Eu sou profissional da Saúde e, portanto, faço parte do grupo prioritário para a vacinação contra a Covid-19. Faço atividade física regularmente há muitos anos – já comentei aqui que sou triatleta. Estou numa faixa de peso considerada normal para minha idade e altura e meus exames de sangue mostram que estou bem de saúde. Mas eu confesso: estou morrendo de medo de pegar Covid.
Desde a chegada do vírus ao Brasil, pouco a pouco fomos aprendendo a viver de forma mais isolada, incorporando hábitos como o uso de máscara, do álcool gel e da higienização das mãos de maneira frequente. Aprendemos a encontrar pessoas queridas em salas virtuais. Em meados de outubro, a maioria de nós se animou com o fato de que já não tínhamos tantas mortes no país quanto meses antes. Esse tipo de notícia, de fato, trouxe um alento e a perspectiva de que melhores dias viriam.
Mas eis que a segunda onda da pandemia começou de forma surpreendente a atacar amigos próximos e familiares. Muitos deles estão internados e intubados. Por ser médico e estar bem de saúde, eu deveria me sentir um pouco mais seguro, não? Não é bem assim. Eu me sinto como se estivesse dentro de um avião que pegou um forte período de turbulência pela frente. Não temos controle sobre o que vai acontecer com aquela máquina, mas, a cada tremor que ela dá, somos relembrados de que a qualquer momento ela pode cair.
A Covid fez com que, de certa forma, perdêssemos o controle sobre as nossas próprias vidas. Afinal, não basta nos cuidarmos o máximo que pudermos porque, se pegos pelo coronavírus, poderemos desenvolver a forma grave da doença, a que mata.
É como se estivéssemos jogando roleta russa. Eu fiz muitas mudanças de ordem prática na minha vida, como combinar com meus familiares que, ao me visitarem, eles terão feito um exame de Covid antes e me garantirem não terem furado a bolha.

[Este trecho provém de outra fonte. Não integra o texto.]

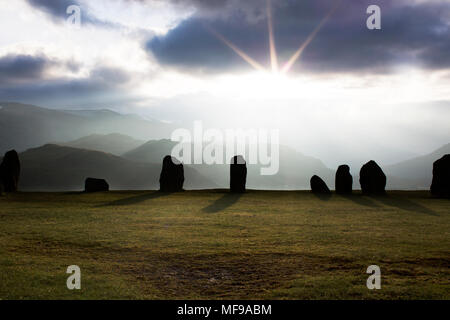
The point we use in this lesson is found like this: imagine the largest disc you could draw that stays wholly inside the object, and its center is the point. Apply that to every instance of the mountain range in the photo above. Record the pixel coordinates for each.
(105, 144)
(25, 126)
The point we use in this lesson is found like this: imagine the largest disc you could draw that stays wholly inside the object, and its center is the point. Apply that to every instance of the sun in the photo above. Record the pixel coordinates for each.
(272, 48)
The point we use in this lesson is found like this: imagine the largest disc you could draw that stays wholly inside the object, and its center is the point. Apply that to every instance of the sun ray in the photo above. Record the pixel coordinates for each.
(308, 40)
(238, 51)
(273, 50)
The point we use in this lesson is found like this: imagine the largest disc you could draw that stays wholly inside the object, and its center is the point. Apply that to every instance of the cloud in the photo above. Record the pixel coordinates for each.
(413, 34)
(16, 68)
(57, 10)
(24, 78)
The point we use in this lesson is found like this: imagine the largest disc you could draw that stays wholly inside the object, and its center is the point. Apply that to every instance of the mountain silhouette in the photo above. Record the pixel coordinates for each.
(114, 143)
(25, 126)
(58, 168)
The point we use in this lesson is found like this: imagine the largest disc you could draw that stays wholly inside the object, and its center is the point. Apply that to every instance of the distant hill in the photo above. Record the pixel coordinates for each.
(152, 151)
(295, 168)
(415, 173)
(114, 143)
(25, 126)
(59, 168)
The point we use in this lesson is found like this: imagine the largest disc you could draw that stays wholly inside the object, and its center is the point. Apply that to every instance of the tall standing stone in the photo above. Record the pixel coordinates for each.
(95, 185)
(372, 179)
(172, 175)
(238, 174)
(10, 171)
(319, 186)
(440, 186)
(344, 180)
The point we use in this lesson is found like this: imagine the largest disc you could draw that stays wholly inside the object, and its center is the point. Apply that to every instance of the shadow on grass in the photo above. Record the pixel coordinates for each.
(405, 204)
(323, 196)
(135, 199)
(222, 203)
(360, 199)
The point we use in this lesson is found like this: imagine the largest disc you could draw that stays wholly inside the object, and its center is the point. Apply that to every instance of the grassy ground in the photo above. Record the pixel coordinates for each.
(215, 245)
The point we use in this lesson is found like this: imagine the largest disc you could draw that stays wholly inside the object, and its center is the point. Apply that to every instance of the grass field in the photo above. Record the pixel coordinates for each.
(215, 245)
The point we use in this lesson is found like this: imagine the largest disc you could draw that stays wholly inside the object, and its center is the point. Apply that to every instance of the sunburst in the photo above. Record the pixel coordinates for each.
(272, 48)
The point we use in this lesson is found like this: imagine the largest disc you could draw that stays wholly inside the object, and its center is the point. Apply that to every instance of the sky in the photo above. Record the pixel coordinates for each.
(381, 94)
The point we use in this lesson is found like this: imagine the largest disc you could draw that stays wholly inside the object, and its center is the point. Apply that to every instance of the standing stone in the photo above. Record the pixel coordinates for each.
(95, 185)
(344, 180)
(238, 174)
(172, 175)
(10, 171)
(440, 186)
(319, 186)
(372, 178)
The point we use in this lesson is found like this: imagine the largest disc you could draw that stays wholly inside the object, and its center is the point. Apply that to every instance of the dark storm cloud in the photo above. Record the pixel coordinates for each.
(25, 68)
(412, 34)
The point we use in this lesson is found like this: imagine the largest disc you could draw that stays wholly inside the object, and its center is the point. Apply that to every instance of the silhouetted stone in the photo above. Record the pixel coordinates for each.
(344, 180)
(440, 186)
(95, 185)
(319, 186)
(10, 171)
(372, 178)
(238, 174)
(172, 175)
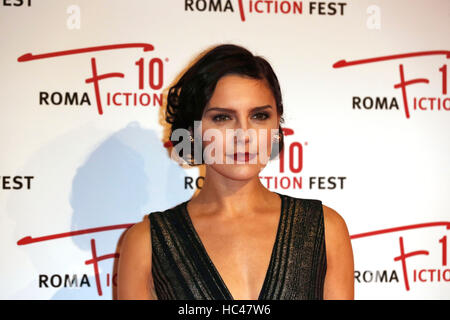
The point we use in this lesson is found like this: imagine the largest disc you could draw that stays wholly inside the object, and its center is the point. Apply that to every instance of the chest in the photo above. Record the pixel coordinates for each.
(240, 250)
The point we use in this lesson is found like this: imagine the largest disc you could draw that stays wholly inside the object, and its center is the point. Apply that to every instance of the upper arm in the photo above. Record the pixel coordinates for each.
(339, 279)
(134, 266)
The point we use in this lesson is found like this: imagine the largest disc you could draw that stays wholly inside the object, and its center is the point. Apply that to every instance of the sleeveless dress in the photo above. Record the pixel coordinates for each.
(182, 269)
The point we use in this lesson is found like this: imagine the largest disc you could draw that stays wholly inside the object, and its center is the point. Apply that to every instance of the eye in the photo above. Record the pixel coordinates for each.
(261, 116)
(220, 117)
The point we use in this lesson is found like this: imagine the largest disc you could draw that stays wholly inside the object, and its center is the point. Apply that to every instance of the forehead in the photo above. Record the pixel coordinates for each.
(239, 91)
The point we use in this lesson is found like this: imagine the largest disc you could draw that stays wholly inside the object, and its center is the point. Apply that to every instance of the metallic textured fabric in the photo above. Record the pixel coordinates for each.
(182, 269)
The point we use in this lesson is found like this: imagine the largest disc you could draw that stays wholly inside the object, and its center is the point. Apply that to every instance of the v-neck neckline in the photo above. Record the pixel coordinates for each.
(213, 267)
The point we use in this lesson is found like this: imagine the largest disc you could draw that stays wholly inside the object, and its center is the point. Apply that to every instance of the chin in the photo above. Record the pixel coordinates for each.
(238, 171)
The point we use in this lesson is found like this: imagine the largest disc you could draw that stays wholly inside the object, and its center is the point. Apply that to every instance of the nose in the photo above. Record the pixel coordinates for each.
(242, 134)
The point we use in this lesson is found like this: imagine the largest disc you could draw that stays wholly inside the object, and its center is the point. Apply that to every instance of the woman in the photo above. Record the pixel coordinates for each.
(235, 239)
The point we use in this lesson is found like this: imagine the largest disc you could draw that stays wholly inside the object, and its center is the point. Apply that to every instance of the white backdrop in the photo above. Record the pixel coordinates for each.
(80, 164)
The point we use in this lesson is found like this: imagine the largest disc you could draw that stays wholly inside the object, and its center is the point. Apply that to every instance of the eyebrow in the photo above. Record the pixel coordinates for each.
(234, 111)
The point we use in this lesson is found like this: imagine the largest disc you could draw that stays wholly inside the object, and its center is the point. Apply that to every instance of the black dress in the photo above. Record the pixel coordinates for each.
(182, 269)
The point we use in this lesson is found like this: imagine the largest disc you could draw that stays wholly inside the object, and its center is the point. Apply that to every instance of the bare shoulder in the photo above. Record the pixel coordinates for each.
(339, 281)
(134, 271)
(335, 225)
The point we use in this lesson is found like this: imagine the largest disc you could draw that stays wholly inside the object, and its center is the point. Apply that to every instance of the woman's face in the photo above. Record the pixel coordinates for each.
(243, 112)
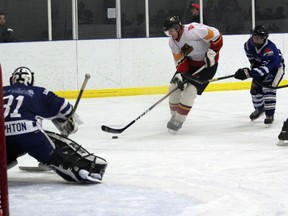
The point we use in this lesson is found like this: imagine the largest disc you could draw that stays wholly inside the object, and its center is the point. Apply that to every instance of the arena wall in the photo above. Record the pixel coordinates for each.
(118, 66)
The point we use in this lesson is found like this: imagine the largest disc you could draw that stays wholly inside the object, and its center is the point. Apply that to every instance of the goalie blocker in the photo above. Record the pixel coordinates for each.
(74, 163)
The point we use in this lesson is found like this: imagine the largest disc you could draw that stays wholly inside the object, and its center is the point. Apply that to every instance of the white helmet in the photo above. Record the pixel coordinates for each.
(22, 75)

Ainda assim, quem me garante que não receberei a bala que vai me matar? Porque, sim, muitos dos casos que temos testemunhado nos últimos dias foram transmitidos por pessoas que se expuseram ao risco e depois encontraram com entes queridos que estavam resguardados. Ter confiança em quem nos cerca, hoje também começou a fazer parte das medidas de prevenção.
O medo é uma resposta à presença de um perigo. Acontece que quando essa ameaça é contínua e incerta (de onde ela virá, afinal?), como é o caso dessa pandemia, o medo pode se tornar crônico e um fardo enorme para quem o carrega nas costas. Como decorrência dele, podem surgir transtornos mentais como ansiedade e fobia nas pessoas.
O que fazer com esse medo? Primeiro, algo óbvio: controlá-lo. Fazemos isso voltando a ter controle sobre coisas que estão sob nosso controle, como cuidar de nós e dos que nos cercam mantendo-nos distantes socialmente e usando máscara. Também podemos, e devemos, ter em consideração que não estamos sozinhos naquele avião em turbulência. A humanidade está toda dentro dele. Podemos cuidar dos outros passageiros, para que a vida deles não seja abreviada, assim como não queremos que a nossa seja.
Finalmente, podemos buscar alegria nas pequenas coisas que nos cercam. Há muita alegria escondida atrás da feitura de um bolo em casa, de uma pedalada na rua de manhã cedo, de um encontro virtual com os amigos. Cuidem-se.
Dr. Arthur Guerra é professor da Faculdade de Medicina da USP, da Faculdade de Medicina do ABC e cofundador da Caliandra Saúde Mental.